Department of Chemistry, Yale University , New Haven, Connecticut 06520, United States.
Chemical Biology Institute, Yale University , West Haven, Connecticut 06516, United States.
J Am Chem Soc. 2017 Mar 22;139(11):4195-4201. doi: 10.1021/jacs.7b00659. Epub 2017 Mar 10.
Modular polyketide synthases (PKSs) and nonribosomal peptide synthetases (NRPSs) comprise giant multidomain enzymes responsible for the "assembly line" biosynthesis of many genetically encoded small molecules. Site-directed mutagenesis, protein biochemical, and structural studies have focused on elucidating the catalytic mechanisms of individual multidomain proteins and protein domains within these megasynthases.
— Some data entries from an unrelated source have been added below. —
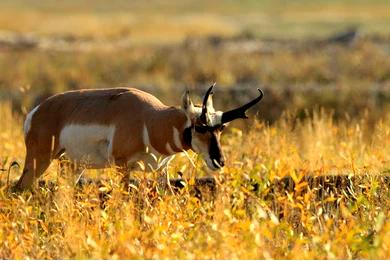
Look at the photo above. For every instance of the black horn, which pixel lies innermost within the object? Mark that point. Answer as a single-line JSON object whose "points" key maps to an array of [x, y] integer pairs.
{"points": [[204, 104], [240, 113]]}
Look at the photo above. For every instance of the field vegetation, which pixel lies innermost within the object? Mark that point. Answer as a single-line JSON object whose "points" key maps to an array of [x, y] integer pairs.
{"points": [[308, 177]]}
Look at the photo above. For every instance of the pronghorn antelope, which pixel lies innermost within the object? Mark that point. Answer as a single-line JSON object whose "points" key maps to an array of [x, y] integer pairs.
{"points": [[118, 127]]}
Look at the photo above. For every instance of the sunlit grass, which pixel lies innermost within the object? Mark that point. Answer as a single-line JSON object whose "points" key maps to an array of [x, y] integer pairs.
{"points": [[240, 222]]}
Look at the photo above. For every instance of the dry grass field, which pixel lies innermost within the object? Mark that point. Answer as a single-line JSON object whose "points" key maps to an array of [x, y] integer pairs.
{"points": [[308, 177]]}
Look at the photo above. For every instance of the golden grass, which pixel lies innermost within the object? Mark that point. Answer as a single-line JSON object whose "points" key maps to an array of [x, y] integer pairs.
{"points": [[240, 223]]}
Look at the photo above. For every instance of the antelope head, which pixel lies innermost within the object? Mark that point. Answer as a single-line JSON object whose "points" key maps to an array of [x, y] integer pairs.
{"points": [[203, 134]]}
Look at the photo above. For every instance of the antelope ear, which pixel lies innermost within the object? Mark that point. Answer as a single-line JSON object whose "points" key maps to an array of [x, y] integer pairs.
{"points": [[187, 104]]}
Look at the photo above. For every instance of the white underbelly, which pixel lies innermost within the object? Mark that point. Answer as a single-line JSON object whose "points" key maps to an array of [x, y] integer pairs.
{"points": [[88, 144]]}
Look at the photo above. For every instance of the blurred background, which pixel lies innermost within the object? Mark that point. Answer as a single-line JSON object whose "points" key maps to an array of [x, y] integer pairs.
{"points": [[304, 54]]}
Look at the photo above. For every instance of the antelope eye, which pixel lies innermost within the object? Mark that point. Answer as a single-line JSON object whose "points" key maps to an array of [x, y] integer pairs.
{"points": [[201, 129]]}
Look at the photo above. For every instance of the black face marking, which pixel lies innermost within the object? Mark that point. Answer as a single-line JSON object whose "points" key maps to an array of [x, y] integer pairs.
{"points": [[215, 151], [187, 136], [204, 128]]}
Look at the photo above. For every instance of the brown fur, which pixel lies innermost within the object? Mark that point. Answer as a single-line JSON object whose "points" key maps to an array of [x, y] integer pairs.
{"points": [[126, 108]]}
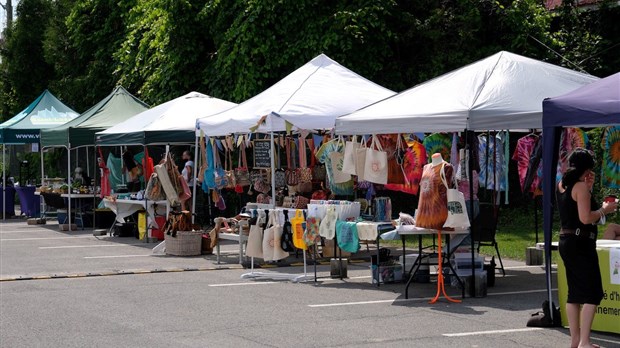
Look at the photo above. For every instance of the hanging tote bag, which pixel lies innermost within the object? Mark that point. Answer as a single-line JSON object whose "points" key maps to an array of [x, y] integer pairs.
{"points": [[350, 154], [242, 173], [298, 226], [336, 159], [346, 233], [278, 252], [360, 160], [457, 213], [375, 167], [327, 227], [287, 234], [255, 239]]}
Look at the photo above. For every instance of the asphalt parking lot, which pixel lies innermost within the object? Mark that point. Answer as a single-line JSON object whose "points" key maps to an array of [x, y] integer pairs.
{"points": [[72, 289]]}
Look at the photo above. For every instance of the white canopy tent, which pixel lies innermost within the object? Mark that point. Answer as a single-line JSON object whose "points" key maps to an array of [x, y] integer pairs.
{"points": [[503, 91], [311, 97], [171, 122]]}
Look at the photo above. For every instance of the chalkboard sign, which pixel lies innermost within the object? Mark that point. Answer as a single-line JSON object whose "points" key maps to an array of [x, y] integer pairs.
{"points": [[262, 153]]}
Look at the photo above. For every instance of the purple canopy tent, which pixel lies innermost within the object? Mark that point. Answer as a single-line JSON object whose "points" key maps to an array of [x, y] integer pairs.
{"points": [[593, 105]]}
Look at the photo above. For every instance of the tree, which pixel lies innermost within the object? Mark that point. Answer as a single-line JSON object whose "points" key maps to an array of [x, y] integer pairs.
{"points": [[24, 72], [165, 50]]}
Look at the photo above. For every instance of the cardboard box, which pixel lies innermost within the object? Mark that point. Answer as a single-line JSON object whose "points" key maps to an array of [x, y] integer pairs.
{"points": [[387, 274]]}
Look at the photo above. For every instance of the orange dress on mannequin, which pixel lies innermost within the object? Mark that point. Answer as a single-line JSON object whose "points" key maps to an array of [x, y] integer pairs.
{"points": [[433, 205]]}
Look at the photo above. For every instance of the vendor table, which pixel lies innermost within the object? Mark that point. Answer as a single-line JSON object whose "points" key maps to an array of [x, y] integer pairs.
{"points": [[607, 317], [405, 230], [9, 210], [29, 202], [123, 208]]}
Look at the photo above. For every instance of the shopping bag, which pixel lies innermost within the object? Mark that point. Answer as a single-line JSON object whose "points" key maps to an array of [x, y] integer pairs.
{"points": [[298, 226], [350, 151], [255, 239], [375, 167], [457, 212]]}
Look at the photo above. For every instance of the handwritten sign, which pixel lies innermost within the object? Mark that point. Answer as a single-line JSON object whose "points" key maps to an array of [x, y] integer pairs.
{"points": [[262, 153]]}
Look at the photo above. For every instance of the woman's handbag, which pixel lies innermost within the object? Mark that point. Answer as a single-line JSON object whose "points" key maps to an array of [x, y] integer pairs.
{"points": [[375, 167], [298, 227], [457, 212], [287, 234], [242, 174], [350, 150], [255, 239]]}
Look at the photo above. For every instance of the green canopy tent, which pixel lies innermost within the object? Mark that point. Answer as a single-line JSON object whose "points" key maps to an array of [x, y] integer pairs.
{"points": [[24, 128], [117, 107]]}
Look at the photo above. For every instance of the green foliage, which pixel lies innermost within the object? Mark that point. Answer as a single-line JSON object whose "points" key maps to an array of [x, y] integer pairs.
{"points": [[25, 73], [162, 56]]}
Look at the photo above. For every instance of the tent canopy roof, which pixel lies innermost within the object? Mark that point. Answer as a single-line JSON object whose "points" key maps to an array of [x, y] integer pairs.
{"points": [[114, 108], [44, 112], [311, 97], [503, 91], [171, 122], [596, 104]]}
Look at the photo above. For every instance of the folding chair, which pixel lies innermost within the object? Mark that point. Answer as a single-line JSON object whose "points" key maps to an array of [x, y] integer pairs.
{"points": [[485, 228]]}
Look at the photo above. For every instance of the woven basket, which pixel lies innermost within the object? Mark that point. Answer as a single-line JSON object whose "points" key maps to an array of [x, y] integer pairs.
{"points": [[186, 243]]}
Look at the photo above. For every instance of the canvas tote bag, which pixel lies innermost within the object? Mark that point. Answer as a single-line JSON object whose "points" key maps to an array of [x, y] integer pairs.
{"points": [[350, 154], [375, 167], [457, 213]]}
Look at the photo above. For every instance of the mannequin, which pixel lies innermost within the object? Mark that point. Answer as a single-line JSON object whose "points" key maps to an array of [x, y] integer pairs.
{"points": [[433, 205]]}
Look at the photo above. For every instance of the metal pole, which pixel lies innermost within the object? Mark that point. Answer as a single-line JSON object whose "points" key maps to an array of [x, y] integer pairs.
{"points": [[3, 181], [195, 173], [69, 184]]}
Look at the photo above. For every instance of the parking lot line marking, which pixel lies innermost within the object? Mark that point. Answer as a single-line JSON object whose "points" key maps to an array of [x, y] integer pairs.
{"points": [[241, 284], [86, 246], [491, 332], [43, 238], [115, 256]]}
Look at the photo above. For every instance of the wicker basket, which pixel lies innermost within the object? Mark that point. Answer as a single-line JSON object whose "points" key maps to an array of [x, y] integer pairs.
{"points": [[186, 243]]}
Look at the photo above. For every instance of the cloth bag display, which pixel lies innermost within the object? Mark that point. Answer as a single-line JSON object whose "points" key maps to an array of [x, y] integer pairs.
{"points": [[350, 154], [375, 167], [272, 239], [298, 225], [346, 234], [457, 213], [255, 239], [327, 227]]}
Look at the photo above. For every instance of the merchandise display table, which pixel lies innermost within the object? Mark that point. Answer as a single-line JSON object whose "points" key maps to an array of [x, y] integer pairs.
{"points": [[607, 314], [9, 192], [123, 208], [405, 230], [29, 202]]}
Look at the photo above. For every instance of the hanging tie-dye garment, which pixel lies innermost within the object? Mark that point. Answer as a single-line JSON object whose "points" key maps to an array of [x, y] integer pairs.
{"points": [[413, 164], [610, 169], [489, 180], [433, 205], [523, 153], [438, 143]]}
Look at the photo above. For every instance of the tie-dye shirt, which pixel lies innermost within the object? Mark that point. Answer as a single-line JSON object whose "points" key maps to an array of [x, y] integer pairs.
{"points": [[610, 169], [341, 189]]}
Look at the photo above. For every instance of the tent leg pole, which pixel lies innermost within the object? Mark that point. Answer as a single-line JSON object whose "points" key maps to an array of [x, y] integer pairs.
{"points": [[69, 185], [3, 181], [273, 174], [194, 174]]}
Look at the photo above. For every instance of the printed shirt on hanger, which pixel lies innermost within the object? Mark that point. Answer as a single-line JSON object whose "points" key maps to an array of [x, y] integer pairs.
{"points": [[345, 188]]}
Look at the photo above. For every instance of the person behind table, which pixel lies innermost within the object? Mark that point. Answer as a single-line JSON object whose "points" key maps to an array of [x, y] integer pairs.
{"points": [[579, 214]]}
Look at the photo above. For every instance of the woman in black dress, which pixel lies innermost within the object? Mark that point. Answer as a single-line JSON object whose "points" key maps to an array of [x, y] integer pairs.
{"points": [[579, 214]]}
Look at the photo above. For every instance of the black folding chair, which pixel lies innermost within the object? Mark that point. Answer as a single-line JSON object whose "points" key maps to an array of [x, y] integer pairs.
{"points": [[485, 228]]}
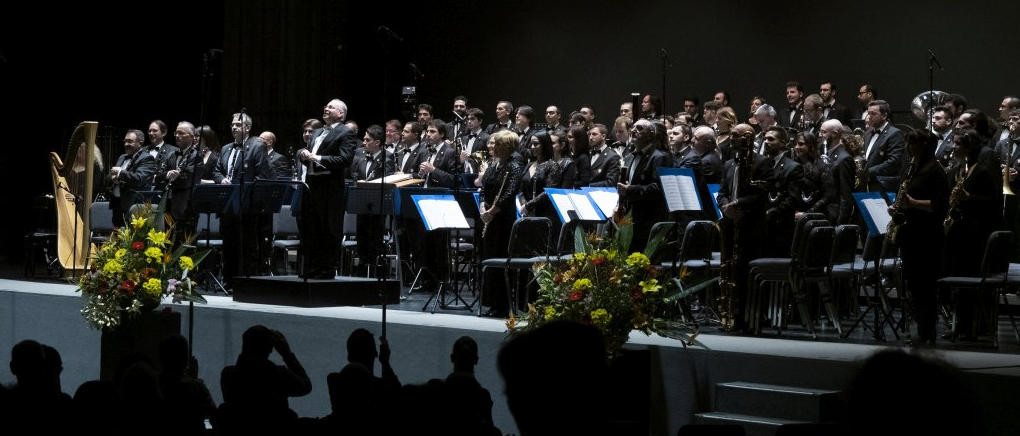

However, probing their functions at the cellular level typically has invoked the complete deletion (or overexpression) of multidomain-encoding genes or combinations of genes and comparing those mutants with a control pathway. Here we describe a "domain-targeted" metabolomic strategy that combines genome editing with pathway analysis to probe the functions of individual PKS and NRPS catalytic domains at the cellular metabolic level. We apply the approach to the bacterial colibactin pathway, a genotoxic NRPS-PKS hybrid pathway found in certain Escherichia coli. The pathway produces precolibactins, which are converted to colibactins by a dedicated peptidase, ClbP. Domain-targeted metabolomics enabled the characterization of "multidomain signatures", or functional readouts of NRPS-PKS domain contributions to the pathway-dependent metabolome. These multidomain signatures provided experimental support for individual domain contributions to colibactin biosynthesis and delineated the assembly line timing events of colibactin heterocycle formation. The analysis also led to the structural characterization of two reactive precolibactin metabolites. We demonstrate the fate of these reactive intermediates in the presence and absence of ClbP, which dictates the formation of distinct product groups resulting from alternative cyclization cascades. In the presence of the peptidase, the reactive intermediates are converted to a known genotoxic scaffold, providing metabolic support of our mechanistic model for colibactin-induced genotoxicity. Domain-targeted metabolomics could be more widely used to characterize NRPS-PKS pathways with unprecedented genetic and metabolic precision.
模块化聚酮合酶 (PKSs) 和非核糖体肽合酶 (NRPSs) 组成了负责许多遗传编码小分子“装配线”生物合成的巨大多功能酶。定点突变、蛋白质生化和结构研究集中在阐明单个多功能蛋白和这些巨型合酶中蛋白结构域的催化机制上。然而,在细胞水平上探测它们的功能通常需要完全删除(或过表达)多功能编码基因或基因组合,并将这些突变体与对照途径进行比较。在这里,我们描述了一种“结构域靶向”代谢组学策略,该策略将基因组编辑与途径分析相结合,在细胞代谢水平上探测单个 PKS 和 NRPS 催化结构域的功能。我们将该方法应用于细菌 colibactin 途径,这是一种在某些大肠杆菌中发现的遗传毒性 NRPS-PKS 杂合途径。该途径产生 precolibactins,然后由专用肽酶 ClbP 将其转化为 colibactins。结构域靶向代谢组学使我们能够对“多功能签名”进行特征分析,或者对 NRPS-PKS 结构域对途径依赖性代谢组的功能贡献进行功能读取。这些多功能签名为 colibactin 生物合成中各个结构域的贡献提供了实验支持,并描绘了 colibactin 杂环形成的装配线时间事件。该分析还导致了两种反应性 precolibactin 代谢物的结构表征。我们在 ClbP 存在和不存在的情况下分析了这些反应性中间产物的命运,这决定了形成不同产物组的替代环化级联。在肽酶存在的情况下,反应性中间产物被转化为已知的遗传毒性支架,为我们的 colibactin 诱导遗传毒性的机制模型提供了代谢支持。结构域靶向代谢组学可以更广泛地用于以前所未有的遗传和代谢精度来表征 NRPS-PKS 途径。